Pour continuer à favoriser l'emploi, Fevia milite également pour une baisse du coût du travail. "Il est urgent de réduire les coûts salariaux par le biais d'une réduction structurelle des cotisations patronales à l'ONSS, en mettant l'accent sur les bas et moyens salaires. En effet, c'est pour ce segment que la forte augmentation actuelle des coûts salariaux a un effet très négatif sur l'emploi. Avec l'augmentation des coûts (salariaux), les entreprises alimentaires investissent principalement dans l'automatisation et moins dans l'innovation. "C'est pourtant essentiel pour rester compétitif et conserver les emplois ici. L'industrie alimentaire doit également pouvoir compter sur les pôles d'innovation que sont Flanders' FOOD et Wagralim. La Fevia demande donc de ne pas toucher aux règles relatives à la réduction du précompte professionnel pour toutes les activités de R&D de nos entreprises et pour les institutions scientifiques reconnues comme nos clusters d'innovation", poursuit Bart Buysse.

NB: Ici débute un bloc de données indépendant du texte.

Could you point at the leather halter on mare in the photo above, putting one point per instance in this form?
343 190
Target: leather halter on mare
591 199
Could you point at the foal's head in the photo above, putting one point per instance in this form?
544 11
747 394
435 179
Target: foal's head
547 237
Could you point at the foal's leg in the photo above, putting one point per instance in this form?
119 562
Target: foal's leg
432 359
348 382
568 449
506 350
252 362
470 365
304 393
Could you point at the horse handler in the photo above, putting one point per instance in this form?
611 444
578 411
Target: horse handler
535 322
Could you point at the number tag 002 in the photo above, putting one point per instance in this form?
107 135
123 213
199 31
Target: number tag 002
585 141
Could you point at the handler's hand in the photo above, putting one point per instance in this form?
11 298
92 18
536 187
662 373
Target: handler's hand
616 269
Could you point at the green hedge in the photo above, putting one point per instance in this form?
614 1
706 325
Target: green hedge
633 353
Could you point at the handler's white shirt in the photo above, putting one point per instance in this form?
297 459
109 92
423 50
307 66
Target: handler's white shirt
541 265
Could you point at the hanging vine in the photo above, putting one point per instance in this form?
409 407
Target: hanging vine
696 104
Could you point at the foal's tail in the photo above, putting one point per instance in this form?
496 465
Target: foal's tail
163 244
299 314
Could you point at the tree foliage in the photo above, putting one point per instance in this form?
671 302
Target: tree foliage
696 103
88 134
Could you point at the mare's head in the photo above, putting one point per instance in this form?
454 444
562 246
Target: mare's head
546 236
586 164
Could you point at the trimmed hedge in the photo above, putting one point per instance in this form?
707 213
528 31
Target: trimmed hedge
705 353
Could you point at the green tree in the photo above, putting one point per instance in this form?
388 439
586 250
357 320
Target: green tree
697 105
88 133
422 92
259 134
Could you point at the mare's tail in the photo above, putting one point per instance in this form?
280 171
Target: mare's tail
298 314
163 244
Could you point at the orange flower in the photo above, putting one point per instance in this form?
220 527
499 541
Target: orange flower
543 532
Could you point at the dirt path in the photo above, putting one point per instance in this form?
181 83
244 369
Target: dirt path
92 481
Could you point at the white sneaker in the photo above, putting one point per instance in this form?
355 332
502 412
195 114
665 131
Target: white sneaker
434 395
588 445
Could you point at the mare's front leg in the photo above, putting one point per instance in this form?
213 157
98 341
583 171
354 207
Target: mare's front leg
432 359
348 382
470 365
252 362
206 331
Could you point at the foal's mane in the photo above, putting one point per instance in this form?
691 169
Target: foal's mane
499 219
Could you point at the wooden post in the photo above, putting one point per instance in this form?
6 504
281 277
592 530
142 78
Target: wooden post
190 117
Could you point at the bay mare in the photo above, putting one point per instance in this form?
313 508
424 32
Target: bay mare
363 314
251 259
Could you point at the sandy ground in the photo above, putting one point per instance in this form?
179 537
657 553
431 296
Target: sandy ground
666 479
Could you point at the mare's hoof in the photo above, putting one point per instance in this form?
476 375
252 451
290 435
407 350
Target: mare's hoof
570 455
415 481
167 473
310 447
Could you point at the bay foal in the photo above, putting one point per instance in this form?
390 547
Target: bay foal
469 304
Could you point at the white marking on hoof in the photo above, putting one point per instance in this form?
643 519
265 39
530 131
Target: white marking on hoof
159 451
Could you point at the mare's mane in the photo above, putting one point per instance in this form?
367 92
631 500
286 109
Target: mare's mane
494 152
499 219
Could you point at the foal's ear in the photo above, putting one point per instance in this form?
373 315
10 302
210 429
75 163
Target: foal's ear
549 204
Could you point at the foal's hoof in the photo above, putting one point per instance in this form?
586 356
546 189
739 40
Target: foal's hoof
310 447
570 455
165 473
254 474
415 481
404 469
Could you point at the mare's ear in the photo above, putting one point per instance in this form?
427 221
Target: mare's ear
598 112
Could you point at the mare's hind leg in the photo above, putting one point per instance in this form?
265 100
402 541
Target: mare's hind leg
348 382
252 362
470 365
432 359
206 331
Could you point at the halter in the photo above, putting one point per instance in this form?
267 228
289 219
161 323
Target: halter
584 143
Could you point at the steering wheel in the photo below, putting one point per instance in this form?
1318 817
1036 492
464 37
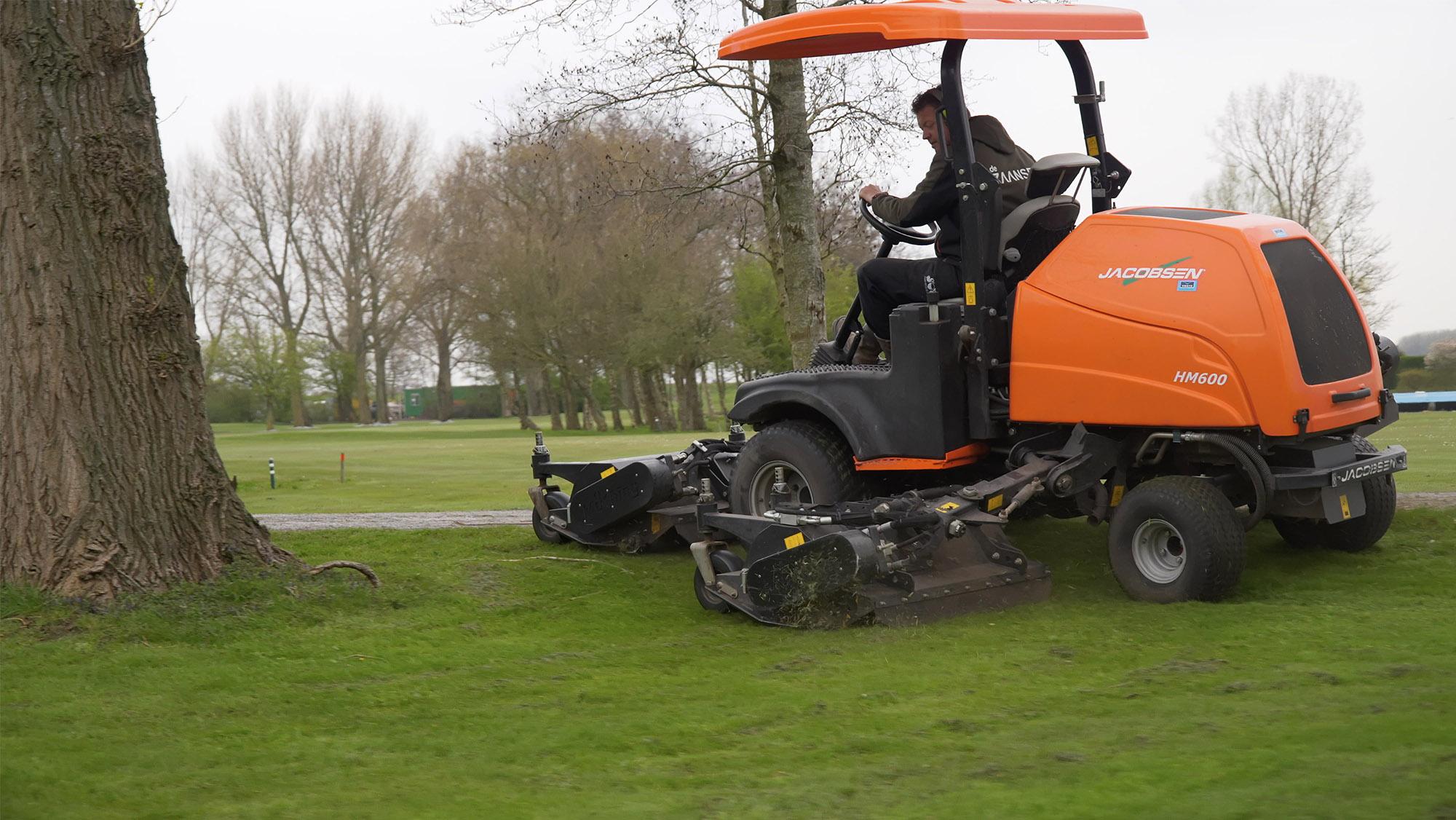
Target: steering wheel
895 234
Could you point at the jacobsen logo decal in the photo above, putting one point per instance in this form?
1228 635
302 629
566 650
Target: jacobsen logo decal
1368 470
1166 272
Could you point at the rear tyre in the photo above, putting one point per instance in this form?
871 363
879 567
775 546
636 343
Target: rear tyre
1176 540
1355 535
819 467
554 502
723 561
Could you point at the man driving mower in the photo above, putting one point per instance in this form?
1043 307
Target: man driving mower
885 285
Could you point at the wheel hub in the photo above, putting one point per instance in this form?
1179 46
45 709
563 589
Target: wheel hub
1158 550
764 486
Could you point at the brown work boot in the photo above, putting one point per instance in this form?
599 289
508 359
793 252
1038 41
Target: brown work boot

4. Renforcer les relations équitables dans la chaîne

Enfin, la Fevia appelle à des pratiques commerciales équitables pour tous. Jusqu'à présent, seuls les fournisseurs dont le chiffre d'affaires annuel global est inférieur à 350 millions d'euros étaient protégés, mais la Fédération demande cette protection pour toutes les entreprises alimentaires. Fevia demande également aux décideurs politiques de ne pas pouvoir exclure contractuellement la possibilité de renégocier en cas d'imprévus, ce que l'on appelle la doctrine de l'empêchement. "Enfin, nous souhaitons également que les pouvoirs publics empêchent que la radiation soit utilisée comme moyen de pression ou de représailles et que les amendes logistiques soient maintenues dans des limites raisonnables, c'est-à-dire proportionnelles au préjudice subi", conclut M. Buysse.